Do Fórum Popular de Segurança Pública do RJ, especial para a Ponte Jornalismo

Defendemos a construção e consolidação urgentes de uma perícia técnico-científica fora dos marcos policiais, que viabilize a efetiva participação de vítimas e familiares em todas as etapas da investigação e processo judicial

Na quarta-feira, 5 de fevereiro de 2025, o Supremo Tribunal Federal (STF) vai retomar o julgamento da Ação de Descumprimento de Preceito Fundamental 635, popularmente conhecida como a “ADPF das Favelas”. A ação constitucional foi protocolada pelo Partido Socialista Brasileiro (PSB) no ano de 2019 e tem como marco o protagonismo de organizações de favelas e movimentos de mães e familiares de vítimas do terrorismo do Estado — que atuam no processo como amicus curiae.
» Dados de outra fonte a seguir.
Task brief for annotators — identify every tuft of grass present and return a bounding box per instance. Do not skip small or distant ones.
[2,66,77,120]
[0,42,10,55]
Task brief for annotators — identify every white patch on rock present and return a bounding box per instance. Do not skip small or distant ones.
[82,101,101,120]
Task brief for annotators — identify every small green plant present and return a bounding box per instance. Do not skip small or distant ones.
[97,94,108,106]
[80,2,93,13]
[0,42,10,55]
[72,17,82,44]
Por meio da  da ADPF 635, essas organizações e movimentos sociais fizeram chegar ao STF a sua luta histórica contra a violência de Estado, dirigida de forma seletiva e racista contra os territórios de favela, e o modelo de segurança pública sustentado na lógica bélica — que só tem produzido insegurança, dor e sofrimento para a maior parte da população do estado do Rio de Janeiro. Dentre as solicitações, o Fórum Popular de Segurança Pública do Estado do RJ quer destacar a pauta por uma Perícia Independente.

A Perícia Independente como um dos temas da ADPF 635 possui hoje decisões internacionais como a condenação do Brasil na Corte Interamericana de Direitos Humanos (Corte IDH) no Caso Favela Nova Brasília. Na sentença condenatória da Corte, foi determinado, entre outras medidas de reparação e não repetição, que o Estado reduza a letalidade policial e adote mecanismos normativos que garantam investigações sérias, eficazes e independentes em casos de violência policial — com destaque para a autonomia dos órgãos de perícia técnica e de medidas que viabilizem a efetiva participação de vítimas e familiares em todas as etapas da investigação e processo.

O Fórum Popular de Segurança Pública do Estado do RJ vem, há cerca de dois anos, debruçando-se sobre o tema, a partir de processos de diálogos com movimentos de mães e familiares vítimas e especialistas no tema sobre perícias consolidando seu posicionamento. A vinculação da perícia-técnico-científica com as forças policiais gera uma série de restrições à sua atuação em virtude do seu posicionamento como órgão de acusação.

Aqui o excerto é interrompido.